Crispy Bacon Craving Cure

Newly converted vegetarians and vegans, I am told, sometimes fall (figuratively) down at the wafting smell of cooking bacon. Obviously, this doesn’t taste exactly like crispy bacon, but it’s good enough to stave off a craving – it’s also a cheap alternative to nuts for a party.

Ingredients
Sunflower seeds, (shelled)
A few drops of soy sauce

Method
In a dry frying pan, over a medium heat, stir to toast your sunflower seeds – (don’t overcrowd them in the pan – it’s better to do them in smaller batches) until piping hot and golden brown. Transfer immediately to a bowl and sprinkle or spritz on a few drops of soy sauce, stirring or tossing to lightly coat them. The heat dries the sauce into a fine glaze on the seeds. Don’t be too heavy handed with the sauce – less is definitely more…too much overpowers the nuttiness.

Great as a snack/nibble as they are, or lightly crush them and thickly sprinkle between two slices of bread and scrape for your imagined crispy bacon butty;-)

Plain Jane Chow Mein

That most ubiquitous and basic of dishes from the Chinese takeaway, plain chow mein is actually a really good bench mark of the rest of their cooking – sadly, in the UK, it’s often swimming in oil and there’s never enough beansprouts for me, and by the time it gets home, usually the beansprouts are limp and the noodles too soft…whether that’s because they’ve been overcooked or because they were imprisoned in their container for too long, it’s hard to say.

Luckily, they are simple and quick to make at home – so quick, in fact, that it’s one of those recipes where you should have everything lined up and ready to go before you heat the wok – and when the recipe says 30 seconds, it really means 30 seconds.

If you want a really authentic Cantonese recipe, I highly recommend

http://www.tastehongkong.com/recipes/soy-sauce-fried-noodles-aka-chow-mein/

I have never made her chow mein, but I’ve made quite a few other things from her site, and her recipes work.
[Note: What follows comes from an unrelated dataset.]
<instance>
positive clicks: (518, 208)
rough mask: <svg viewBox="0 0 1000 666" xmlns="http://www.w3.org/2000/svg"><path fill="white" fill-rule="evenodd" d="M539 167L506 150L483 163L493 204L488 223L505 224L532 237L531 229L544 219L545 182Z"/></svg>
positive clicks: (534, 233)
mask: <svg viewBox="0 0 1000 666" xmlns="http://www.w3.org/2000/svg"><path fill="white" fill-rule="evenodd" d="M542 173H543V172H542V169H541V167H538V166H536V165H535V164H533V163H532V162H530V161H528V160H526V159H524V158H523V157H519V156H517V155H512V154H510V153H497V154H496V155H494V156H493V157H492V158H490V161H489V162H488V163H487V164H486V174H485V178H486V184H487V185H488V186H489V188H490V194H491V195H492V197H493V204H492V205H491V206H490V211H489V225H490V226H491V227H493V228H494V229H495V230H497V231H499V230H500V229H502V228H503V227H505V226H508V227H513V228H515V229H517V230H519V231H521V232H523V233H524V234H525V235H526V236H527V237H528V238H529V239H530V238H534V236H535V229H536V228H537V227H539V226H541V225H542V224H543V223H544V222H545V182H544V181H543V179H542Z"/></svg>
She is also from the ‘more beansprouts, please’ school of thought.

If, however, you don’t have all the sauces and oils her recipe uses, then this recipe might be the one for you.

Chow mein is traditionally made with egg noodles, fresh or dried – I hardly ever buy them myself, so I tend to use packet rice sticks…which would mean this should be called ‘Plain Jane Ho Fun’ – but that doesn’t scan so nicely….(might also attract spam from ‘adult content’ sites, and heaven knows, I get enough of that already.)

At a pinch, you can use the bargain basement 15p a packet instant noodles – it won’t win you any Michelin stars, but it makes them edible, and means you can throw away that disgusting sachet of soup base.

Ingredients – makes 1 portion as a main, enough for two or three as part of a meal with other dishes

1 portion of noodles – about 100g of dried noodles

1 large handful of beansprouts – about 150 g

½ medium onion

1 tablespoon of kecap manis or 1 tablespoon light soy sauce mixed with 1 teaspoon dark soy and 1 teaspoon of sugar.

1 ½ -2  tablespoons cooking oil – sunflower or peanut

To garnish – spring onion oil, optional

Method

Precook noodles as per the packet instructions, but just slightly underdone – drain and run under cold water, and drain dry again. If you are using packet rice sticks, pre soak for 30 minutes in cold water and drain. Cut onion in half lengthways, and then slice lengthways. Line up all your ingredients, including the beansprouts in a heat proof bowl, as you’ll transfer them back, hot from the pan.

Wipe the wok with a scrap of kitchen towel dipped in oil. Heat the wok until there is a heat haze, and add the onion and allow to sear – not burn! You want them to stay crisp, but their natural sugars to be released. Add ½ tablespoon of oil and swirl around, then add the beansprouts and stir/toss quickly for 30 seconds – no more. The sprouts should just lose their raw taste, but stay white and crisp – cook them any longer and they start to leach out water. Transfer onions and beansprouts back to the bowl, add the rest of the oil to the wok and then the noodles – stir/toss continuously, so that they don’t stick together in a blob – a minute or so, slightly longer if you’re using rice sticks. Add the sauce and toss through for about 15 seconds – add the beansprouts and onions back, toss through and serve.

If you buy your beansprouts, make sure they are not soggy in the bag. If you sprout your own, the secret to getting them long and straight, is to put a slight weight on top of them – a damp clean dish cloth folded over should do, and sprout them in a dark cupboard, as though they were pushing up through the earth.